It is not difficult to understand the economics of taxation. Simply stated, the more you tax of something, the less you get of it.
You can show the adverse impact of taxation with supply-and-demand curves (very helpful for understanding “deadweight loss“).
But you don’t need to be an economist to grasp the essential idea that we shouldn’t impose excessive penalties on productive behavior.
This is why I endlessly argue for lower tax rates on things that are very good for society, such as work, saving, investment, and entrepreneurship. Simply stated, governments should minimize barriers to the creation of wealth and prosperity.
But what about using the tax code to punish things that are bad for society?
Consider, for instance, taxes that are designed to discourage obesity. I personally don’t think politicians and bureaucrats should try to dictate our lifestyle choices, so I’m not overly sympathetic to imposing special taxes on things like sugar.
But I also recognize that people do respond to incentives, so maybe such taxes would work.
Though it’s also possible that we might get unintended consequences, which is the message of Baylen Linnekin’s new article for Reason.
A new study is pouring cold beer on Seattle’s soda tax. …since the city I call home adopted a soda tax in 2018, residents have swapped out soda and replaced that soda with beer. Pointedly, the study says Seattle’s soda tax “induced” consumers to buy more beer. …The PLoS study, by University of Illinois-Chicago researchers Lisa M. Powell and Julien Lader, compared sales of beer in Seattle both before and since adoption of the soda tax with comparable sales in nearby Portland, Oregon, which has no soda tax. “At two-years post-tax implementation, [the] volume sold of beer in Seattle relative to Portland increased by 7%,” the authors report. Though supporters of soda taxes claim (largely without evidence) that they’re a successful tool to combat obesity, the authors of the PLoS study note that the dangers of “excess alcohol consumption [include] higher risk of motor accidents/deaths, liver cirrhosis, sexually transmitted diseases, crime and violence, and workplace accidents.” Also: obesity. …”It’s hard to overstate the abject failure of soda taxes to deliver on their promised benefits,” Reason Foundation’s Guy Bentley wrote several years ago… “Nowhere in the world, let alone the United States, have soda taxes reduced obesity.”

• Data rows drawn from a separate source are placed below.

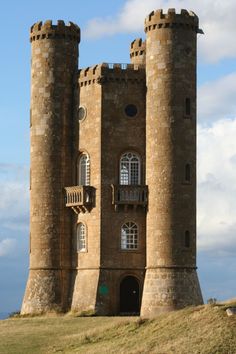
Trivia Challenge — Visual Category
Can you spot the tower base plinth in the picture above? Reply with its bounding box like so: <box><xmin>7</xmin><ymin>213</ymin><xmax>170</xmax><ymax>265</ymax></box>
<box><xmin>21</xmin><ymin>269</ymin><xmax>63</xmax><ymax>315</ymax></box>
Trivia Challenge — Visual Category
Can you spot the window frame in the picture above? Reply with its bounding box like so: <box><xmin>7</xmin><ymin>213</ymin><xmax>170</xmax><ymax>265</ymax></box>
<box><xmin>119</xmin><ymin>151</ymin><xmax>141</xmax><ymax>186</ymax></box>
<box><xmin>77</xmin><ymin>152</ymin><xmax>91</xmax><ymax>186</ymax></box>
<box><xmin>76</xmin><ymin>222</ymin><xmax>88</xmax><ymax>253</ymax></box>
<box><xmin>120</xmin><ymin>221</ymin><xmax>140</xmax><ymax>252</ymax></box>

Here’s a link to the study for those interested.
The obvious takeaway is that imposing an anti-obesity tax may not be very effective if consumers can easily switch to a different product with some of the same characteristics (i.e., lots of calories).
And such a tax may wind up making society worse off if the original problem (obesity) isn’t solved and new problems (drunk driving, etc) are created.
So what’s the solution? Politicians presumably will look at the results of the study and argue that beer taxes also should be increased.
And then when they learn that people will drive to different cities to buy beer and soda (as happened when Philadelphia imposed such a tax), they’ll argue for statewide tax harmonization. And when that leads to cross-state shopping, they’ll push for federal harmonization.
Maybe, just maybe, they should leave people alone. In a free society, you should have the right to control your own life, even if it means making decisions that some people don’t like.
P.S. Nobody should be surprised when Seattle politicians enact bad policy.
P.P.S. Since we now know that soda taxes backfire, you also won’t be surprised to learn that marijuana taxes backfire. And tobacco taxes.
P.P.P.S. To the extent these taxes are successful, we get more evidence of the Laffer Curve. That happened in Berkeley. And it happened in Mexico.